Health minister David Parirenyatwa confirmed the work stoppage and appealed to the negotiators to urgently resolve the impassé before the strike paralysed the health sector.

“When the doctors gave their notice [to strike], I sent the Health Services Board (HSB) to get together with the doctors and work out a plan so as to come up with a way forward. The strike is unfortunate and I hope the discussions should go on so that we resolve this issue very quickly. The whole of government is very engaged with this matter,” Parirenyatwa said.

HSB executive chairman Lovemore Mbengeranwa yesterday said: “We invited them [doctors] to come to the negotiating table, but they did not come on two occasions, and they went on with their strike.

“All they have to do is come to the negotiating table.

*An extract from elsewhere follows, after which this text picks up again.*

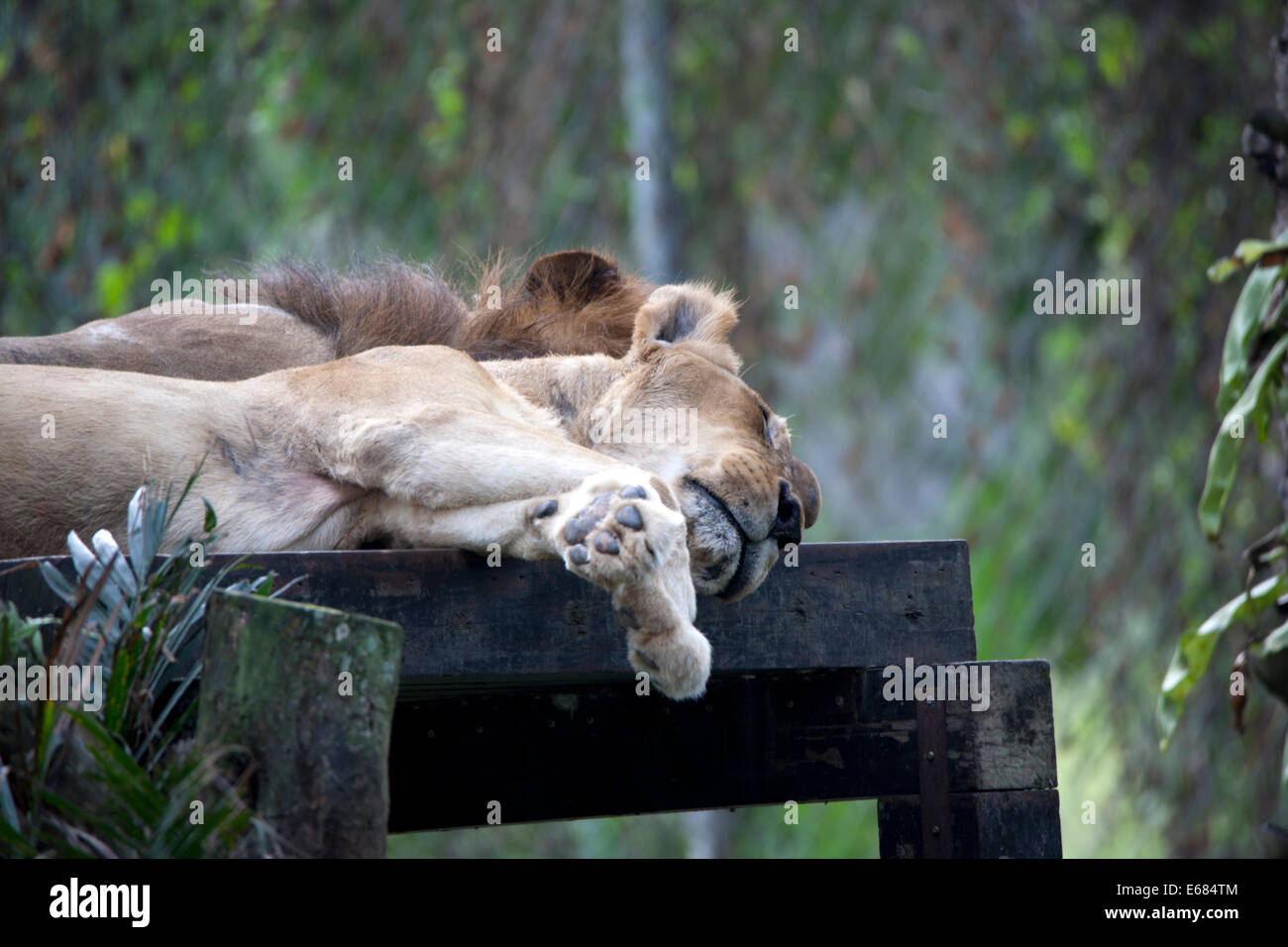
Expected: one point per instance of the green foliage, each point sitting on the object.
(807, 169)
(123, 780)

Their grievances are not peculiar to them alone. They have to come and the Ministry of Health and Child Care hear what they want so that they send their request to Treasury as they depend on Treasury. Downing tools will not solve anything, but instead it will affect the patients most. There are contingency plans that have been put in place though.”

Zimbabwe’s health delivery system, once a model on the African continent, has virtually collapsed after decades of mismanagement, forcing thousands of doctors to seek greener pastures mostly in South Africa, Namibia and Lesotho.